Investigação do STF busca identificar acessos não autorizados ao material apreendido na CPMI do INSS
A Polícia Federal está conduzindo uma análise detalhada para verificar se arquivos com informações do banqueiro Daniel Vorcaro foram copiados para dispositivos externos. O material, recolhido na sala-cofre da CPMI do INSS, inclui dados sigilosos e imagens que podem envolver políticos do Centrão.

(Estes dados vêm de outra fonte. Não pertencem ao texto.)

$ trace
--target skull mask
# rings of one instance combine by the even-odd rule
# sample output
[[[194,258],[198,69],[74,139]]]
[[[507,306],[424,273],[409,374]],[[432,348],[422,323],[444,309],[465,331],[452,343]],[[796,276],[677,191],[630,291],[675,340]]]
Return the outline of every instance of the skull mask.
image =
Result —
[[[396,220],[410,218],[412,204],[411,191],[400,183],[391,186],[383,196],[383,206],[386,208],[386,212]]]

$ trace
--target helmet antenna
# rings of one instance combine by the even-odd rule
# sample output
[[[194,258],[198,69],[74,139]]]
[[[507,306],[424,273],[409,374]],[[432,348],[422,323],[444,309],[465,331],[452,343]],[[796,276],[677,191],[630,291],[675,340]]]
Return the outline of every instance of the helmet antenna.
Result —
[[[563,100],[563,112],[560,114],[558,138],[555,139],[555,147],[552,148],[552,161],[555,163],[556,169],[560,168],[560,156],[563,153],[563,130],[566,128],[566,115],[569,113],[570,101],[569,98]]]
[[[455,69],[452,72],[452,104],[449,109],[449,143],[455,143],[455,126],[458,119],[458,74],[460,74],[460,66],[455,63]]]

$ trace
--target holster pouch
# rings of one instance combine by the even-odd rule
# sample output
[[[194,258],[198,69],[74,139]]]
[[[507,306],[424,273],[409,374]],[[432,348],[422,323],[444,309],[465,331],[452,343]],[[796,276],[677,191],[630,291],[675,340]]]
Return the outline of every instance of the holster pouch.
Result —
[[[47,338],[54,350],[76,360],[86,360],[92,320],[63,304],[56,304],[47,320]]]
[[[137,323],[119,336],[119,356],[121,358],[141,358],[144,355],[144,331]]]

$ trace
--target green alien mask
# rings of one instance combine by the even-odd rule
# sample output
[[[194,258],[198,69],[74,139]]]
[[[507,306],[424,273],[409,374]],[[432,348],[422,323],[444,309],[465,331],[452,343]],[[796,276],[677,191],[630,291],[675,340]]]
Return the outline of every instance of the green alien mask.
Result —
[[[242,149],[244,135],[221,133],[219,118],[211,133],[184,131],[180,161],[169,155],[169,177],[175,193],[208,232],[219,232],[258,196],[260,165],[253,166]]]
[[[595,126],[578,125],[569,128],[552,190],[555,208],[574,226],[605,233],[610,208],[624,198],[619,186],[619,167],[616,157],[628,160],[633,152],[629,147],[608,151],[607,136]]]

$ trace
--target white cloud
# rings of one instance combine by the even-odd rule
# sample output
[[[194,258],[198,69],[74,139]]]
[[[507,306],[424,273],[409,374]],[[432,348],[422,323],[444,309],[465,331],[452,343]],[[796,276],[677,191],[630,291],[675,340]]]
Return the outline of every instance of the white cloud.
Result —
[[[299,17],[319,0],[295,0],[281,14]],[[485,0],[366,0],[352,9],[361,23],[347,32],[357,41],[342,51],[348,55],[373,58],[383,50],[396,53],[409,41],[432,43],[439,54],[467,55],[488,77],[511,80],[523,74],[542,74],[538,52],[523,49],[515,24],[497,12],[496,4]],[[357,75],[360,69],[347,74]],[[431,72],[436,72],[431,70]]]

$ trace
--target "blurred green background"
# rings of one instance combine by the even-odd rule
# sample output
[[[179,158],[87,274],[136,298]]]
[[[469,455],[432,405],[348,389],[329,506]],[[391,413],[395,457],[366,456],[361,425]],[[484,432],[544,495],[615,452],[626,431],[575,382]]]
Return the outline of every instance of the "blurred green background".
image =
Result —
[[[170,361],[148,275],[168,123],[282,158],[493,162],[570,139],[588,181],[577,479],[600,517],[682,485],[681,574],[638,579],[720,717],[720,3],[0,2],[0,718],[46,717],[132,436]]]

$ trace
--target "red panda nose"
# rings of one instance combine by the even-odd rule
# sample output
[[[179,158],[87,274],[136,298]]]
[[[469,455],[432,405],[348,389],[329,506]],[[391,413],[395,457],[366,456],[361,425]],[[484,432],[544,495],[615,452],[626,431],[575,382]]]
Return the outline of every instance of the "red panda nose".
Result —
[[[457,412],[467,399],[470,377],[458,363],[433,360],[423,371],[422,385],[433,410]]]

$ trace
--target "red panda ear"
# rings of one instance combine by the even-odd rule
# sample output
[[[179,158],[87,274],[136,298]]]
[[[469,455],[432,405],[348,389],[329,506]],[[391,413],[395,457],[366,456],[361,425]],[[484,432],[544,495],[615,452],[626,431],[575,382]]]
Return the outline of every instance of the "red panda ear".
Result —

Na última terça-feira (17), a Polícia Federal finalizou a formatação dos computadores localizados na sala-cofre da Comissão Parlamentar Mista de Inquérito (CPMI) do INSS, onde estavam armazenados os arquivos referentes às quebras de sigilo do empresário Daniel Vorcaro, proprietário do Banco Master. Todo o conteúdo, que abrange fotos, vídeos e documentos extraídos dos celulares do banqueiro, foi removido para perícia. Entre os arquivos privados, há registros que envolvem políticos ligados ao Centrão, o que pode ser relevante para as investigações em curso.
O objetivo da perícia é identificar se houve cópia dos dados para um HD externo, além de mapear eventuais acessos não autorizados aos computadores. O resultado será encaminhado ao ministro André Mendonça, do Supremo Tribunal Federal (STF), responsável pela relatoria do caso. Apesar disso, o ministro não solicitou o caderno de anotações da CPMI nem o sistema de monitoramento interno da comissão, que poderiam esclarecer quem acessou o material e se houve vazamento de informações.
Após a triagem, a Polícia Federal deve devolver os equipamentos à CPMI, excluindo conteúdos classificados pelo ministro como relacionados à vida íntima, preservando assim a privacidade do investigado. A análise do material exige cautela, pois parte dos arquivos pode conter informações pessoais, mas que ainda assim têm potencial relevância para a apuração.
Fontes próximas à investigação destacam a complexidade de separar conteúdos estritamente pessoais daqueles que podem contribuir para esclarecer conexões políticas e responsabilidades. Por exemplo, conversas íntimas sem relação com o caso são diferenciadas de diálogos que mencionam autoridades, encontros com ministros ou líderes partidários. Fotos de eventos sociais, jantares e encontros também são avaliadas, pois podem indicar relações importantes para o entendimento do contexto investigado.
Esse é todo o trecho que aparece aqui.